- Kırık bir kalbi onaran, en mahir san'atkardır.
- Akılsız kafaya bir kement düşer.
- Çilesizlik, maymuncuk gibi birçok kapıyı açar ama, hırsız elinde.
- Yokuşta akmayan ter, çukurda gözyaşına dönüşür.
- Yeri gelince ağlamak, gülmeye yeğdir.
- "Nam-ı nişane kalmadı fasl-ı bahardan", diyen, toprağın altındaki çekirdeği görseydi?
- Bazı insanlar gümüş renginde ufka benzerler; güneş onların sinesinden doğar.
- Ölüm, cisim çiçeğini soldurur, mana çiçeğini asla.
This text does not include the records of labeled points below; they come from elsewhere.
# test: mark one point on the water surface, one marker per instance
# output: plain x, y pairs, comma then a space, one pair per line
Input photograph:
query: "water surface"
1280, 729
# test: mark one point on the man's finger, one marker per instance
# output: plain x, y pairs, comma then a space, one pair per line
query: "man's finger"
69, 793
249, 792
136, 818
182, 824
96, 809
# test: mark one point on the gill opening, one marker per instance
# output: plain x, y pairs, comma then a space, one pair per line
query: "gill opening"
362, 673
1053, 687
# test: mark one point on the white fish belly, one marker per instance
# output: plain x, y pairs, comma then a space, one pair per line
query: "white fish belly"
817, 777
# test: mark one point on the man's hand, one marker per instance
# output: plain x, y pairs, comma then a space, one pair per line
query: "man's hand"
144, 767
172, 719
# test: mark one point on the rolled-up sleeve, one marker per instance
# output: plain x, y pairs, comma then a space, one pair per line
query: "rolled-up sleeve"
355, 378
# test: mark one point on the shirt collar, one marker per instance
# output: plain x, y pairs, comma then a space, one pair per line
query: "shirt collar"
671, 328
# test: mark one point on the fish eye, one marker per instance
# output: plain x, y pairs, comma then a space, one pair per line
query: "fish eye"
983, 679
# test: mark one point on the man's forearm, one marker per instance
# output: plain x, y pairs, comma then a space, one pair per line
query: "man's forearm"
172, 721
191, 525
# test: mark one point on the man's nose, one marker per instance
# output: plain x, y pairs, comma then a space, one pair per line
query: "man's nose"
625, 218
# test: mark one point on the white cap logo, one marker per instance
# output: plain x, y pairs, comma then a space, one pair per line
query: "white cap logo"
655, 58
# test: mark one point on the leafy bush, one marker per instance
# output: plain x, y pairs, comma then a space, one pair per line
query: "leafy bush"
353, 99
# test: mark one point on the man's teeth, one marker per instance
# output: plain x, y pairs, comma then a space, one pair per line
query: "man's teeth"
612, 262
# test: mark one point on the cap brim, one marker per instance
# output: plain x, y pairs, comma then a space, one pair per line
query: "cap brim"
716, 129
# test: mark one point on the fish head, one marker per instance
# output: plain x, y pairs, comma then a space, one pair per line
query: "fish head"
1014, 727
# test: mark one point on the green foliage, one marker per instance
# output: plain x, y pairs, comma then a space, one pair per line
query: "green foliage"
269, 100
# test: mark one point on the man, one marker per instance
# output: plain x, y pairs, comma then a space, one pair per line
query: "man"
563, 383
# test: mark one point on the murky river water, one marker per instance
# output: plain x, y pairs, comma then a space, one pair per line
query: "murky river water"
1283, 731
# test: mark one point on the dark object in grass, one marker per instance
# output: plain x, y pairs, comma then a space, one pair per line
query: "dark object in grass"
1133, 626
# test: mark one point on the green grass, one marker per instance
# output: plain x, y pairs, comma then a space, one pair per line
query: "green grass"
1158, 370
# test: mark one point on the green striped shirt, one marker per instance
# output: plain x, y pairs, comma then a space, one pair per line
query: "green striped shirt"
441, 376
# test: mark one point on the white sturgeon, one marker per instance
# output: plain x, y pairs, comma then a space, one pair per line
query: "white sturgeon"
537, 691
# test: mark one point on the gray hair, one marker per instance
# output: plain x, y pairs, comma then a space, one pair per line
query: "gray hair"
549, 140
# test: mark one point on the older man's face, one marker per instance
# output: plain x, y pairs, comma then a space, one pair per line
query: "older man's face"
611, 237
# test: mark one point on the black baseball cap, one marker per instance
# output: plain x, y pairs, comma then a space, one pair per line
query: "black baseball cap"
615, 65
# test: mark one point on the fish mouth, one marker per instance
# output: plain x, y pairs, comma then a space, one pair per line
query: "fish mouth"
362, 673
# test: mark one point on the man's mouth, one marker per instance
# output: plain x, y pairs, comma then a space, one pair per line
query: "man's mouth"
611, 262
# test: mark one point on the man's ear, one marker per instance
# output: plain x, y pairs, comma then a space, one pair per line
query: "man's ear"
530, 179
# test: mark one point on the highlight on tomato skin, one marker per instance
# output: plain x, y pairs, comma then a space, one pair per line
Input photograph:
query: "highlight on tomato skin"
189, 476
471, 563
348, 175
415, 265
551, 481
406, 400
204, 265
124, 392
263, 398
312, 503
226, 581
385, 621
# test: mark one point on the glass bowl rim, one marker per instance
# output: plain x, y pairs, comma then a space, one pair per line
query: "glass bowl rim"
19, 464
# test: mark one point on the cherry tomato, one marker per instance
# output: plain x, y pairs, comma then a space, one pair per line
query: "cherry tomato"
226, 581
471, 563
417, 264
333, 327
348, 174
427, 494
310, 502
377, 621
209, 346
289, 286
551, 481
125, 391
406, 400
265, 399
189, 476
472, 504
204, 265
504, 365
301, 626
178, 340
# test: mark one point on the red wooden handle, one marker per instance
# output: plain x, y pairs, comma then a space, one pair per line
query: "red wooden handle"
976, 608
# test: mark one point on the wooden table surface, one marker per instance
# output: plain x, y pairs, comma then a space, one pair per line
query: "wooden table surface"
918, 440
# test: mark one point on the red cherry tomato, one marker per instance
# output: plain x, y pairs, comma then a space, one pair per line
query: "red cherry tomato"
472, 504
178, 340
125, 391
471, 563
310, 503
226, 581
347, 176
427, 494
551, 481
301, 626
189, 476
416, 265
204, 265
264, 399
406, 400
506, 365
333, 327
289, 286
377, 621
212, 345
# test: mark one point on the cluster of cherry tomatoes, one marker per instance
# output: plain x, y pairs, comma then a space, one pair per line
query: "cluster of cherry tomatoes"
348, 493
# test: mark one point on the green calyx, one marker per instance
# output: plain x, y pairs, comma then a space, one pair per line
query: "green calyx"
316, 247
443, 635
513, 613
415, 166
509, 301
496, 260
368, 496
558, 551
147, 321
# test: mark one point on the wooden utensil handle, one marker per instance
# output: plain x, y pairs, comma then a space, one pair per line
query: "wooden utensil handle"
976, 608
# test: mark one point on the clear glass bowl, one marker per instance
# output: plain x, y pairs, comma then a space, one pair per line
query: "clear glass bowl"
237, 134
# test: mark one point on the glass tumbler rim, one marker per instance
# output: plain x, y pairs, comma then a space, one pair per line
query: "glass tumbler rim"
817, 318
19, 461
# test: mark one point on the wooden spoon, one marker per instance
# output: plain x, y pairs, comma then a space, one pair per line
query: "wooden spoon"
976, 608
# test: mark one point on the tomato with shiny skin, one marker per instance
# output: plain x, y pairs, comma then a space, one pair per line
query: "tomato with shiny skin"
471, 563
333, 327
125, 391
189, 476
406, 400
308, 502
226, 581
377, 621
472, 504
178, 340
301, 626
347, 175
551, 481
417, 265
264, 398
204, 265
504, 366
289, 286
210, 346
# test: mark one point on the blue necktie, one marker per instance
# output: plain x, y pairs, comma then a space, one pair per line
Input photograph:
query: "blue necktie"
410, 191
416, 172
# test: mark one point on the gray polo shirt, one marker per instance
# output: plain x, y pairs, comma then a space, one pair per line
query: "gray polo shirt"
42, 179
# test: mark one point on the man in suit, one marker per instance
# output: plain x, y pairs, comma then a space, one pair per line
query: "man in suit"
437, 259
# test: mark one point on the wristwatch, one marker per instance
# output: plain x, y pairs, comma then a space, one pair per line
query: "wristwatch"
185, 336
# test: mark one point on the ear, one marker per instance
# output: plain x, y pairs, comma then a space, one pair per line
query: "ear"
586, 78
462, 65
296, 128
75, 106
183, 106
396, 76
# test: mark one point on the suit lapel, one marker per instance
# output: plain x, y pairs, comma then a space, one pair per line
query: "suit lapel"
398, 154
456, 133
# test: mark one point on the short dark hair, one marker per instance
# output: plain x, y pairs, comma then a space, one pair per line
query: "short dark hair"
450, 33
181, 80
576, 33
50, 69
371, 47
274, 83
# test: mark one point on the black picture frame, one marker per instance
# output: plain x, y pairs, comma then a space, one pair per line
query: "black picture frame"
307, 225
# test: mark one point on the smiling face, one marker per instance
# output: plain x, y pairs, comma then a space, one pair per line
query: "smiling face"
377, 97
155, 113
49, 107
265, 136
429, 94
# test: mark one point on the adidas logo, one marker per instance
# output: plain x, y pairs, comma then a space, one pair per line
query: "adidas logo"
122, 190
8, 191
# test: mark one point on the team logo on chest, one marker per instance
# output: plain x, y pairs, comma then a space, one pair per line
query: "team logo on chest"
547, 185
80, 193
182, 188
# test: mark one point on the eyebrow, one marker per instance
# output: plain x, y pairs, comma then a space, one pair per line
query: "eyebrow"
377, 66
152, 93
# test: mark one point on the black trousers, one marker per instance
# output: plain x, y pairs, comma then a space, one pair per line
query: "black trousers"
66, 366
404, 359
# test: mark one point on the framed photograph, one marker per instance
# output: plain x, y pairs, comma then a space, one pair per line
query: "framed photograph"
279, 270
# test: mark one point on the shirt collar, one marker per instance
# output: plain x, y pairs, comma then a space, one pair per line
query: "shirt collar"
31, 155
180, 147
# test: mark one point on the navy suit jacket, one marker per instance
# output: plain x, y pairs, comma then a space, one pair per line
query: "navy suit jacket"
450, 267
- Taşlaşmış yüreğini yumuşatmadıkça, yolunu kesen taşlara kızmaya hakkın yoktur.
- Hiç rüya görmediğinden yakınanlar vardır; hayat bir rüya değil mi?
- İnsan, nefsinin esiri olduğu nispette, insanlara esir olur.
- Muallim, uzakları gören askerdir; asıl vatan olan kalbin ve ruhun hudutlarını bekler.
- Menfi tenkitçi insanın sonu, akrep gibi bir alev çemberinde, kendi kendini sokmaktır.